As a Detroit Piston, Dave Bing was a leader and a key contributor. As Detroit's mayor, he's been riding the pine behind Kevyn Orr. (Fred H. Jewel / AP)
NBA Hall of Famers who have been named to the league’s list of best 50 players are not accustomed to being benched.
That’s what’s happened, however, to Detroit Mayor Dave Bing, the former Pistons great, as the city moves through bankruptcy under the guidance of Emergency Manager Kevyn Orr, a rookie general manager, if you will.
Frustrated at being increasingly snubbed in the management of city operations, Bing said, among other things, that Orr is “not doing a competent job” of restructuring city operations.
The big concern for the mayor is Orr’s increasing assumption of power, well beyond the role for which he was originally hired, which was to restructure the city’s finances.
Bing aired his laundry list of complaints on my WJR radio show, and they ranged from personnel changes to Orr’s unilateral hiring of a new police chief to Orr’s work schedule, which includes only three or four days a week in the city, according to the mayor.
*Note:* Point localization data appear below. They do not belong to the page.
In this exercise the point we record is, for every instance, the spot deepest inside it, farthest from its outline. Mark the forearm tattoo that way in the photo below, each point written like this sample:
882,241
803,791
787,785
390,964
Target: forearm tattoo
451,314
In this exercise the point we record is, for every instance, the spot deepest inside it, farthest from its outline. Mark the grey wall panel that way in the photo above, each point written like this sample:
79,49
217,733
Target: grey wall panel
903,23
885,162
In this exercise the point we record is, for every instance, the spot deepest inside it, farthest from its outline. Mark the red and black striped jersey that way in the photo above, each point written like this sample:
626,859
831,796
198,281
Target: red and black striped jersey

Orr has been unapologetic about the execution of his job, believing the personnel moves have been necessary to change the culture of a city government that he believes had come to accept Detroit’s decline under the strong influence of the city’s labor movement — like the UAW — which even represents lawyers in the corporation counsel’s office.
Unhappy with the quality of some of the city’s department heads and key employees, the EM has been proactive in making changes without regard to whose toes are being stomped on.
As a result, Orr’s efforts have been aimed at replacing the roster he inherited with his own free agents and draft choices. The man most impacted by all the change is the most visible veteran in the city, Dave Bing.
The biggest problem for Orr is that he came into a city whose leaders did not completely accept the consent agreement they had signed with the state of Michigan to make changes to avoid an EM and bankruptcy.
In short, things were a lot worse than he expected.
One of the biggest, and most vocal, skeptics of the state agreement was Kriss Andrews, the program management director who was brought in to oversee Detroit’s reform effort by enforcing the 21 articles of the city’s consent agreement with the state.
Orr is to testify in the bankruptcy case next week, and it would not come as a surprise to hear him say that none of the conditions had been met before he arrived.
While such a lack of production might have been accepted under a business-as-usual mentality in the past, Orr entered with an expectation of urgency because he had only 18 months to complete his unenviable task, a tenure which has only 11 months remaining.
Given his impatience, it shouldn’t have come as a surprise that he forced out Andrews and replaced top officers in departments ranging from the pension boards, to human services, to the building department and well beyond.
It’s no surprise that Bing would bristle at all the turmoil involving many of his appointees.
The mayor is a proud man who believes he never had a chance to complete the true turnaround he envisioned for Detroit because he had to deal with a recalcitrant City Council and a poorly written charter that gave the city’s top lawyer as much power as him, impediments Orr never had to face given the powers of an emergency manager.
Such conflict was bound to occur and neither Bing nor Orr is wrong in assessing the conditions that have led to their discord.
Detroiters ought to be pleased at having a lame duck mayor who hasn’t mailed it in for the final months of his term and an EM who is determined to quickly change the city’s wasteful culture.
Police response times are improving, more streetlights are operating again and city vendors are beginning to be paid on time instead of having to wait six months to a year for their money.
There may be disharmony between Detroit’s star player and its new GM but the fans – Detroiters, in this case – have to be encouraged that the war of words isn’t preventing their city from enjoying a few more victories.
Frank Beckmann is host of “The Frank Beckmann Show” on WJR-AM (760).